社長が私を好き過ぎる

変化

 社会人になって1年。入社当時と比べればかなり成長したものの、他の社員とレベルが違い過ぎる私は、今も西谷さんの下でガッツリ指導を受けていた。

「今年は新卒の採用はないんですねー」

「ああ、去年は鈴木がいたから新卒の募集をかけたんだ。同期がいた方がいいかなって思ったんだけど、あいつに同期は必要なかったみたいだな」

「一応私は鈴木君の同期でそれなりに仲良くしてますよ?」

 西谷さんが私の発言を華麗にスルーする。彼の中で私と鈴木君は同期じゃないのだろう。

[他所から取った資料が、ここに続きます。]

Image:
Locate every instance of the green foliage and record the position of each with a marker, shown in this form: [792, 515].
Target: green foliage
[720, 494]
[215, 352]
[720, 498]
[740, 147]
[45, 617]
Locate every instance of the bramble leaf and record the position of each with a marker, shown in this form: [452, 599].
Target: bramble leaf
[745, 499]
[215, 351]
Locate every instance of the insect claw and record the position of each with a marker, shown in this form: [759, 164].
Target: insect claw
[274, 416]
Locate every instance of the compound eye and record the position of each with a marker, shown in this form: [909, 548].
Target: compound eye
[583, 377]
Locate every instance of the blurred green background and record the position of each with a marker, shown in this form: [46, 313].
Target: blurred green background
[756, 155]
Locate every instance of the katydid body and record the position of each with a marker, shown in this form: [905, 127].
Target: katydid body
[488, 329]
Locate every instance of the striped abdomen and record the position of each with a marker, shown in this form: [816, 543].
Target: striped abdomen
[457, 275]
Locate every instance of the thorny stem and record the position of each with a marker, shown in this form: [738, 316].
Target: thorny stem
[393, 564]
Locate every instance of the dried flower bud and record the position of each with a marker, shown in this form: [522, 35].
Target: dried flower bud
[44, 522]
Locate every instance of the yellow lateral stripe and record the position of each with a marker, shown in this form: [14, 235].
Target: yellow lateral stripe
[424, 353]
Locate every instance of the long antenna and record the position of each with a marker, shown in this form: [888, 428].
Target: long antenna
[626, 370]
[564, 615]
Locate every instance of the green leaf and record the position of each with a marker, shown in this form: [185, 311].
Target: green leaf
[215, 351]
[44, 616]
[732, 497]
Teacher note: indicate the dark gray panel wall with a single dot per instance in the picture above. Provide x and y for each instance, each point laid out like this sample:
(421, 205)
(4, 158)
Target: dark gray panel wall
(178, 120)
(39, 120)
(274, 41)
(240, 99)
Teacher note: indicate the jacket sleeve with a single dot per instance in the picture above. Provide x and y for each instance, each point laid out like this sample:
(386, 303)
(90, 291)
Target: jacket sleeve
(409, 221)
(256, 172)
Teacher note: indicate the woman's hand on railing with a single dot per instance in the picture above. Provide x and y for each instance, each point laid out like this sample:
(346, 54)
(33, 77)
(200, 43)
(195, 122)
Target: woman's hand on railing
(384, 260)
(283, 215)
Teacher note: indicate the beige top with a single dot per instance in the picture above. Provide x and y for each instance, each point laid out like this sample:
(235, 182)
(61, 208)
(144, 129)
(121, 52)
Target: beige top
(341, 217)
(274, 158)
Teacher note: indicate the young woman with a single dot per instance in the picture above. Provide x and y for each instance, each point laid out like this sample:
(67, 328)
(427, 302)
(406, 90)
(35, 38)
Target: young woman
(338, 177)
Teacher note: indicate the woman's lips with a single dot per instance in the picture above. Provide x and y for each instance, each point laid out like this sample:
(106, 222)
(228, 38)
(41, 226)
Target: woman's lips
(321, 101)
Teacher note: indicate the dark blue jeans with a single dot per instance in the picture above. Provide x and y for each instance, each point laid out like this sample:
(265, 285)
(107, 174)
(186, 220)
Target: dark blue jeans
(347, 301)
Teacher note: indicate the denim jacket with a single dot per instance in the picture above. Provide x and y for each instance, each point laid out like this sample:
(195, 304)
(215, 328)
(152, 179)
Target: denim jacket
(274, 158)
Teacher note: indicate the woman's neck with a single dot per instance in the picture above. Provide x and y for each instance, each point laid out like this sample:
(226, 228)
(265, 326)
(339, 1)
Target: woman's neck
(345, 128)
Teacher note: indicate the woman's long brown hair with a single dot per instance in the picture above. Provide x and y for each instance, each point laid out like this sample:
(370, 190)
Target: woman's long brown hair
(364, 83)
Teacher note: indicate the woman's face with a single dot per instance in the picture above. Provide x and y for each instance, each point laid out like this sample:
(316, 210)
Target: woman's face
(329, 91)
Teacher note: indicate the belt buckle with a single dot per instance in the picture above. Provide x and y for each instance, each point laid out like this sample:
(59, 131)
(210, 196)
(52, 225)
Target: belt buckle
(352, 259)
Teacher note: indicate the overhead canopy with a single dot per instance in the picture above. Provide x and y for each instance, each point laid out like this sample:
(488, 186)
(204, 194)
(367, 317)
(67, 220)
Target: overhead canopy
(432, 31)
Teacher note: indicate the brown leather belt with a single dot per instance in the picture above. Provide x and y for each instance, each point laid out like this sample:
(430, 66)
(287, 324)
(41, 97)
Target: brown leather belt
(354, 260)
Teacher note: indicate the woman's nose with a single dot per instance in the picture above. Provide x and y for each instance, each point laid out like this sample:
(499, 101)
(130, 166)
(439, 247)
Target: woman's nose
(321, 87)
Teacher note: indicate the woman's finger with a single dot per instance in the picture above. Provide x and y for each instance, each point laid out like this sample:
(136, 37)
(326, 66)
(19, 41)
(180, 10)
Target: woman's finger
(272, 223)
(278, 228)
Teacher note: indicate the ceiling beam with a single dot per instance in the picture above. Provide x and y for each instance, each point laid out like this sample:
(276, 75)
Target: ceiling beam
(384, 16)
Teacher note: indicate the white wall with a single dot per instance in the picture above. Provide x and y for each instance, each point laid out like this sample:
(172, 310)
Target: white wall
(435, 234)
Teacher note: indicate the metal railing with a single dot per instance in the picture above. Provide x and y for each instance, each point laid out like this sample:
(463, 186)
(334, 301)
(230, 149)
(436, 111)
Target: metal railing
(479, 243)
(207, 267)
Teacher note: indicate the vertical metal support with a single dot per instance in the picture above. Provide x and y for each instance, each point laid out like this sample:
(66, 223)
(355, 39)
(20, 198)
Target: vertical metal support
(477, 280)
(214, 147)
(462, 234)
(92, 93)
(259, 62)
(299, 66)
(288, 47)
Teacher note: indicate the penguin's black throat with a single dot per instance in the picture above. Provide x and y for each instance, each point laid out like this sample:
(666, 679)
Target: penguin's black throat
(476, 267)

「それに新卒は採用してもすぐに辞めてしまうことが判明したからなあ‥‥うちには永遠のルーキー朱莉ちゃんがいてくれるから、しばらく新卒採用はしなくていいんだ」

「永遠のルーキー‥‥どうせ私は仕事ができませんよ。なんで私が採用されたのか、謎は深まるばかりです」

「うちは変人じゃないと生き残れないから。朱莉ちゃんは生き残ってるから変人。だから採用されたんだよ」

 微妙にはぐらかされた気がする。こんな会話をしながらも、彼は私の仕事の成果をチェックしてるのだから凄いなと思う。

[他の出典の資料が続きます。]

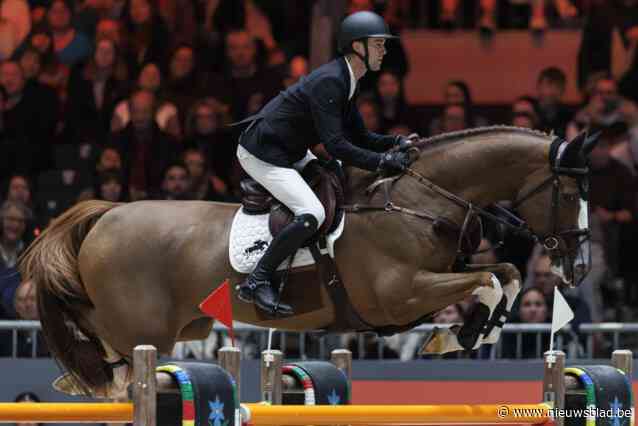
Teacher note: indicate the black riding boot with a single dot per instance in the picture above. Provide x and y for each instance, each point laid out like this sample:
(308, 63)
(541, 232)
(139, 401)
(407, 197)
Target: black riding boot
(258, 287)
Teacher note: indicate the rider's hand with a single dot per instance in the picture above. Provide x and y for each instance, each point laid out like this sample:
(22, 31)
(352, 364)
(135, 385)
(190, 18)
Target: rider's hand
(406, 142)
(393, 162)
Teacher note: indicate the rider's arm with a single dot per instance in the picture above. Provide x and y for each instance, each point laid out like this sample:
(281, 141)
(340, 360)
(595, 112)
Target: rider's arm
(366, 138)
(326, 102)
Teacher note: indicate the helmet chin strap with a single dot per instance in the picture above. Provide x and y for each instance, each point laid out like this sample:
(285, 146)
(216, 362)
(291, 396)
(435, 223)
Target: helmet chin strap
(365, 57)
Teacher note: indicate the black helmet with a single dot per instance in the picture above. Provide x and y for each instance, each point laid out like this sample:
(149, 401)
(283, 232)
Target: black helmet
(361, 25)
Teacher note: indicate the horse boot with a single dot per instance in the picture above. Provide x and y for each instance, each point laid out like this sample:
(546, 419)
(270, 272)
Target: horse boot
(258, 288)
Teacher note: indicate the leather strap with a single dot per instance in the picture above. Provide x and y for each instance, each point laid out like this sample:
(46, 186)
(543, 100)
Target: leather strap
(346, 317)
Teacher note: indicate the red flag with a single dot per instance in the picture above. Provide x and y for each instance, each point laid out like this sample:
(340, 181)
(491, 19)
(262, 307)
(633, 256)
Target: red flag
(218, 306)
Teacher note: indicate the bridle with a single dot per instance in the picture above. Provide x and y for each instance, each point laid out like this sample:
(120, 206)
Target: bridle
(554, 242)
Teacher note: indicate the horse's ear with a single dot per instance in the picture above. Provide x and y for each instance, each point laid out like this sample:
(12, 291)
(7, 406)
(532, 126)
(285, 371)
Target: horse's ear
(572, 157)
(590, 143)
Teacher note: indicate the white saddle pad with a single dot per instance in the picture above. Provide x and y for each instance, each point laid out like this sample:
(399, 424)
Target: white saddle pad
(250, 237)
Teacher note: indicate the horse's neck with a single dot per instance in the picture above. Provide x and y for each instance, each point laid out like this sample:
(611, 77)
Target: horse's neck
(486, 168)
(481, 169)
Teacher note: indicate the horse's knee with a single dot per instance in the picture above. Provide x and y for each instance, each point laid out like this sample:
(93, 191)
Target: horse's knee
(489, 290)
(316, 210)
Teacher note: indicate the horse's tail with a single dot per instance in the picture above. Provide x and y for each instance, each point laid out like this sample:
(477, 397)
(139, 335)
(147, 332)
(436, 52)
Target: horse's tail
(51, 263)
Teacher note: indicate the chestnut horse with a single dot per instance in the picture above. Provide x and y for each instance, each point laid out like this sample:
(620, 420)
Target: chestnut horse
(111, 276)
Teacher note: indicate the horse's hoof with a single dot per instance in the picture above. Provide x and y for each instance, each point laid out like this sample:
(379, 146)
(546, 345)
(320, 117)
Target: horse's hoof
(441, 341)
(470, 333)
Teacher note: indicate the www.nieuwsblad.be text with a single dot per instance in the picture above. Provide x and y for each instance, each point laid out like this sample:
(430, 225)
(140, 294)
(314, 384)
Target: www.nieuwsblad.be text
(611, 413)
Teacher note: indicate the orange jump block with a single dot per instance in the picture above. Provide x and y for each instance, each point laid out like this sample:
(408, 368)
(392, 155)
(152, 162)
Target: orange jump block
(73, 412)
(290, 415)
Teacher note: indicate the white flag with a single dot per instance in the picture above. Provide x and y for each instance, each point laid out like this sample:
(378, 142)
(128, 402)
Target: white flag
(561, 315)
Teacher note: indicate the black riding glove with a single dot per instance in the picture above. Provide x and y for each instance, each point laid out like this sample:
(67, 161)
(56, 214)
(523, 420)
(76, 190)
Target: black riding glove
(406, 142)
(393, 162)
(334, 166)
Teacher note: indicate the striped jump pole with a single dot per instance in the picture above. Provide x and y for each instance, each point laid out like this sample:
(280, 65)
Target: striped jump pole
(291, 415)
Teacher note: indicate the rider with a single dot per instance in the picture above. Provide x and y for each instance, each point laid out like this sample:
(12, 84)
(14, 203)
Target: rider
(319, 108)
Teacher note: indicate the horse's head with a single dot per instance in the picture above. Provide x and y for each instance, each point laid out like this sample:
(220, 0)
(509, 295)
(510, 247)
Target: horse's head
(554, 203)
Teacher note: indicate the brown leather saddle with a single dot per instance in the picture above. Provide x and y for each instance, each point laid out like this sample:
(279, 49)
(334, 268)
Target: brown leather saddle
(325, 184)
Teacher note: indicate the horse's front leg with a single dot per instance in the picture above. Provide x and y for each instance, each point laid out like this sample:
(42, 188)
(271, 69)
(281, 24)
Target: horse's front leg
(511, 279)
(449, 288)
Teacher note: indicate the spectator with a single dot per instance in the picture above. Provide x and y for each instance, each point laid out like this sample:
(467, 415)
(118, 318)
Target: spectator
(390, 97)
(247, 86)
(226, 16)
(31, 63)
(454, 119)
(602, 19)
(14, 216)
(149, 35)
(396, 58)
(111, 29)
(25, 301)
(612, 197)
(166, 113)
(524, 119)
(19, 190)
(533, 309)
(29, 120)
(94, 90)
(15, 25)
(25, 305)
(70, 45)
(27, 397)
(109, 159)
(452, 314)
(456, 93)
(204, 133)
(146, 149)
(369, 111)
(553, 113)
(111, 186)
(297, 68)
(540, 276)
(175, 183)
(204, 184)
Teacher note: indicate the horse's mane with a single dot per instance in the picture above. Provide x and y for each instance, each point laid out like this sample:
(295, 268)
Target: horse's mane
(460, 134)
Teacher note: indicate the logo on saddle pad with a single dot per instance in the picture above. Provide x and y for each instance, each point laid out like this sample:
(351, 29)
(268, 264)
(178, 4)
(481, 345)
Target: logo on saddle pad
(250, 237)
(258, 246)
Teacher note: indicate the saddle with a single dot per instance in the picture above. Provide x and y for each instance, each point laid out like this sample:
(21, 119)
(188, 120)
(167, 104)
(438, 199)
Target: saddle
(325, 184)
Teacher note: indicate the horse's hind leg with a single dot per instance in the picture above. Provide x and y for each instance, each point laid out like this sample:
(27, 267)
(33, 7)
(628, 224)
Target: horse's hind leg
(440, 287)
(511, 278)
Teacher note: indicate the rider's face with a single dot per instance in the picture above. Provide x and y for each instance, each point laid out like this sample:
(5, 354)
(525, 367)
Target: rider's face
(376, 51)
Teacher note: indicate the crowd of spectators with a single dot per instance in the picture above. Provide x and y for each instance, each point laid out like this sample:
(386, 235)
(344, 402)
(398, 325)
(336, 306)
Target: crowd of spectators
(124, 100)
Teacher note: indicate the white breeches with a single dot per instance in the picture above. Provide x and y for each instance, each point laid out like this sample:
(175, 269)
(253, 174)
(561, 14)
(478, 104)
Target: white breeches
(284, 183)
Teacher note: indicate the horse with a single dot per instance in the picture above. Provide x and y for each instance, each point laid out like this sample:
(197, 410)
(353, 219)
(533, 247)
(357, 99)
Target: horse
(111, 276)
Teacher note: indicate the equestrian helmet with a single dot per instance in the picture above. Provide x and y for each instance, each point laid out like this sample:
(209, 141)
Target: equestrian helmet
(359, 26)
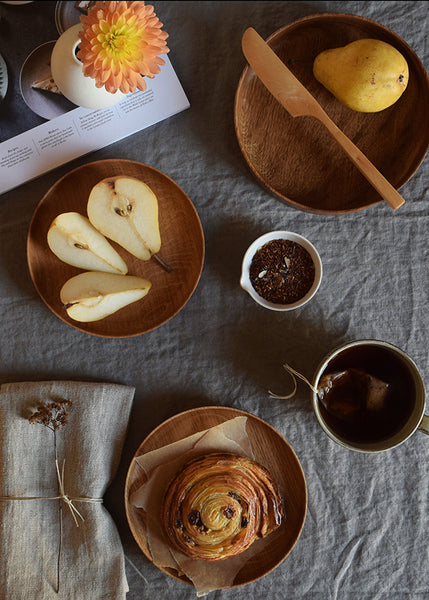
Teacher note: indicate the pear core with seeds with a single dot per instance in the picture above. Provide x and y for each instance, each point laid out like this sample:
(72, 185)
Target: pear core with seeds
(125, 210)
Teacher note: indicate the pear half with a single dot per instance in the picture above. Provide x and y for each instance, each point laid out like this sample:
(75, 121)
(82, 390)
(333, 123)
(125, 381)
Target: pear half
(94, 295)
(125, 210)
(73, 239)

「うん。だいぶ仕事が早くなってきたね。ミスが少なくなったのかな?じゃあ次はもう少し複雑な設計書を渡してあげよう。いつものフォルダに入れとくから、そうだな‥‥10日以内に提出ね。わからないとこはすぐ質問するように」

 あれから会社の中が少しだけ変化した。

 社長と西谷さんの負荷を減らすために事務スタッフが雇われた。時間に余裕ができた社長が営業に力を入れたため、新規の仕事が徐々に増え始め、技術者も増員された。仕事も人もまだまだ増える見込みがあるそうで、手狭になったオフィスの引っ越しも予定されている。

 多分、この会社はブラックじゃない。確かに途切れることなく仕事を渡され、社員の多くは夜中まで働いているし、休日も出勤している。怒鳴り声も聞き慣れてしまった。それだけで十分ブラックなのかもしれないけど、なんか違う気がする。

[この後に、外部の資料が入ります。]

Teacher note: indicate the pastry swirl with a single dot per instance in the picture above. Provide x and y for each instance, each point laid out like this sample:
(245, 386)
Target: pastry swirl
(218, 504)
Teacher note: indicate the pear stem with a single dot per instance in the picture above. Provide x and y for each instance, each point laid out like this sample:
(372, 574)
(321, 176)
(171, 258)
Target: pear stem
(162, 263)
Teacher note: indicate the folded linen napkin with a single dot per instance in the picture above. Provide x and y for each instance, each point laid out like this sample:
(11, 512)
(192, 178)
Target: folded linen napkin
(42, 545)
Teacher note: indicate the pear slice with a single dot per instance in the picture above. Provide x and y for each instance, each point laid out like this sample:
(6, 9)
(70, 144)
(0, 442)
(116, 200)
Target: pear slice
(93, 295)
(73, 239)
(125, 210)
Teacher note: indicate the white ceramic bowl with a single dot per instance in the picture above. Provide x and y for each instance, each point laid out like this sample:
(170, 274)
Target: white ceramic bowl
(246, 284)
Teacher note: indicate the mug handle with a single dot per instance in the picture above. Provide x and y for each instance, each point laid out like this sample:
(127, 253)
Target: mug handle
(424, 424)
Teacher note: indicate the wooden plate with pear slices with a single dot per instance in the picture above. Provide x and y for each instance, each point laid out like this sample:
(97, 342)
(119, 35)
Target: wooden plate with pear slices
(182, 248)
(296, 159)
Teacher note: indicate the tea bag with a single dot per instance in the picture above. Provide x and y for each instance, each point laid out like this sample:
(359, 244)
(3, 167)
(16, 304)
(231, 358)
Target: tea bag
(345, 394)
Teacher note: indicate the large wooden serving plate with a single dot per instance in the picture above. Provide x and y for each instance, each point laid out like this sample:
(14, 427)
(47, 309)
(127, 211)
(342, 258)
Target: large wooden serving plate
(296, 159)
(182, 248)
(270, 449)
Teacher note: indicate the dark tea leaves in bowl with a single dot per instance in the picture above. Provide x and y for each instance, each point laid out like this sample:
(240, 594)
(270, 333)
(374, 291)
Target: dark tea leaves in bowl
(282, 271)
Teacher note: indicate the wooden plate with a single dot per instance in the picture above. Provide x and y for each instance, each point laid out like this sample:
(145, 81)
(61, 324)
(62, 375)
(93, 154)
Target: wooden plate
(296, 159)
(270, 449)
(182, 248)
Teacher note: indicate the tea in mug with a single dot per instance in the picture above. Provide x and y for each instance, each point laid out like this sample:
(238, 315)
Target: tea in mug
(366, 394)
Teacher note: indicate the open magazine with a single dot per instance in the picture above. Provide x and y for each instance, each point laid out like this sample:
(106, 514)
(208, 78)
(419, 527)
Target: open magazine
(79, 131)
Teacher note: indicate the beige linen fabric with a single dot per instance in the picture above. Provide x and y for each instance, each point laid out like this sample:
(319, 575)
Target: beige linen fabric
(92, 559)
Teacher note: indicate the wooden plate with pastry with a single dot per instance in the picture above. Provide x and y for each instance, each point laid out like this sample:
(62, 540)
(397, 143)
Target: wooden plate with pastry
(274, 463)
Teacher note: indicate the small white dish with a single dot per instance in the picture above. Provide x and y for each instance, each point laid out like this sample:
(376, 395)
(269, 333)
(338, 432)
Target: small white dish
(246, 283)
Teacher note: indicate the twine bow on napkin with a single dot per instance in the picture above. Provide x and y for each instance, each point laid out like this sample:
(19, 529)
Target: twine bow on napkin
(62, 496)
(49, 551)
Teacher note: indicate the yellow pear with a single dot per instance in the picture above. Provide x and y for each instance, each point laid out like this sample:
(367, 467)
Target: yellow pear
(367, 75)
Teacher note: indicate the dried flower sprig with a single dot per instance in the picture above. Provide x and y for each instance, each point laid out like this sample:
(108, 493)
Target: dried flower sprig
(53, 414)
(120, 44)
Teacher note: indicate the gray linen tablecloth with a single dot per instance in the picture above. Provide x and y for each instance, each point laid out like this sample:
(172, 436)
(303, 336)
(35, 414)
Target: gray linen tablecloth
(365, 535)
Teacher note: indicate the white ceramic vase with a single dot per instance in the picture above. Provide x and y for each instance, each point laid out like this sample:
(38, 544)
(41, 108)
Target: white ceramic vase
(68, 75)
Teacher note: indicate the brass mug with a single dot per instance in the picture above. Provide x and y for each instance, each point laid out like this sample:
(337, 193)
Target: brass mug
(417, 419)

 さっき渡された仕事‥‥いつも通りなら締め切りに余裕を持たせているはずだ。深夜残業をしなくても十分こなせるその仕事を、私は早めに終わらせたくてきっと残業をしてしまう。

 西谷さんは『変人じゃないと生き残れない』と言ってたけど、そうじゃない。本当の変人はほんの数人だ。多分みんな私と一緒で、社員が潰れないように余裕を持たせようとしてくれる優しい経営者達に報いるため、潰れない程度に頑張ってるんだと思う。

 同調圧力でも麻痺してるわけでもない。この会社の空気は優しい。まだ余裕がなかった頃はこの空気に気づけなかったから、ブラックだと思ってしまったのだろう。

 走ること以外取り柄のなかった私を拾ってくれた会社がここで良かった。今は、心からそう感じていた。